The disappointment was palpable at D23 Expo as Walt Disney Studios promoted 11 movies that it will release through the end of 2015.

Each film received a polished presentation, with some top talent on hand. But that didn't matter to some, since many of the thousands who packed the Anaheim Convention Center's arena wanted to see one thing: "Star Wars" -- at least any new insight into what J.J. Abrams has planned around the seventh film in the franchise, out in summer 2015.

But they got nothing.

Walt Disney Studios chairman Alan Horn tried his best to get the topic out of the way early during his opening remarks, saying "I wish I could tell you more, but it will come soon."

And Walt Disney Co. chairman and CEO Bob Iger also tried to warn attendees the day before that the company was "speechless" on the "Star Wars" front.

Still the media and the blogosphere believed they were being teased. They have seen too many presentations before that promise nothing but end with a big surprise -- a Steve Jobs-like "But there is one more thing" kind of moment.

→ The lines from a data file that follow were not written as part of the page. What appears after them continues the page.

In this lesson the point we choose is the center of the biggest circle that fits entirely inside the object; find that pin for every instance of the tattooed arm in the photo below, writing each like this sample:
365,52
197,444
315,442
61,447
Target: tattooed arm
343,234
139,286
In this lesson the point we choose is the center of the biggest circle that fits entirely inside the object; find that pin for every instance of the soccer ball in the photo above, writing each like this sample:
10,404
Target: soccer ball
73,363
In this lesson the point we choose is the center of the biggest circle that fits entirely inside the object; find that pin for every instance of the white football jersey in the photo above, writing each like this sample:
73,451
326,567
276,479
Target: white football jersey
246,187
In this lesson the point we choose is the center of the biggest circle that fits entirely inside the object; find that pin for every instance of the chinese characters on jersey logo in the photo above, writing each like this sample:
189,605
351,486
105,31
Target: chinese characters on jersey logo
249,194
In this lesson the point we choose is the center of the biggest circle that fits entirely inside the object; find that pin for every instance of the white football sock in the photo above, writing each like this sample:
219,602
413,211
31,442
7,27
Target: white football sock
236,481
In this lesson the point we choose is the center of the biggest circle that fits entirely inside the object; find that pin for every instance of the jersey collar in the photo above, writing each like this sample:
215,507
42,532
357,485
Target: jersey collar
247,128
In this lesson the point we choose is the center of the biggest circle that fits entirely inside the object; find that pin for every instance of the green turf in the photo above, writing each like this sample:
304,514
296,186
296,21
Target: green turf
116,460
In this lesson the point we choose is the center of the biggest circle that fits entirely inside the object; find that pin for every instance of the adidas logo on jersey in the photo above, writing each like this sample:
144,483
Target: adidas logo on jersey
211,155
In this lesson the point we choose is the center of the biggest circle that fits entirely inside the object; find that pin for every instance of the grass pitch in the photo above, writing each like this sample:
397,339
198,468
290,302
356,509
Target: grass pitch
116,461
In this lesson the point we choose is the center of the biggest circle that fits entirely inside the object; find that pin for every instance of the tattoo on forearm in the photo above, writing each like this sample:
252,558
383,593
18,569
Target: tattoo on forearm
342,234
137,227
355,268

That moment didn't come, however.

Saturday's D23 panel ended with B.J. Novak and Jason Schwartzman performing a song from "Mary Poppins" that's featured in "Saving Mr. Banks" -- not the showstopper that some thought would include an army of Storm Troopers. Or at least a Jedi.

Disney clearly did itself a disservice by not trying to get ahead of the non-story and dampen the exceedingly high expectations sooner. It wouldn't haven't been that difficult, as it's now turning mostly to StarWars.com to offer up news on the films or other related projects. But again, there was mostly silence, which caused everyone, including outlets like Southern California public radio station KPCC, to believe there would be a "Star Wars" presence at D23 during a brief report on the fanfest.

And where was Kathleen Kennedy? The Lucasfilm chief also was a no-show during Disney's film presentation. Yet just last month, the exec appeared in Essen, Germany, giving keynotes and interviews at the Star Wars Celebration Europe event. Over the weekend at D23, she was the only major studio executive to not take the D23 stage the way animation chief John Lasseter, Marvel Studios' Kevin Feige and Walt Disney Studios president Sean Bailey did.

Kennedy wouldn't have had to say much, just that the franchise is in good hands. The ever-amiable Horn took care of that instead.



To be fair, Disney was right not to force Abrams to present anything.

Disney hired him for his filmmaking talents and creativity, not his showmanship. And when you hire Abrams you also get a lot of secrecy, something Lucasfilm is very good at. So is Marvel, by the way.

Abrams likes to talk about his films when he's ready. And right now, he's just not. He doesn't have a cast to reveal; the script is still being worked on, designs of everything from characters to sets being finalized. It's the same way he worked on two "Star Trek" films, also with a major fanbase to keep happy.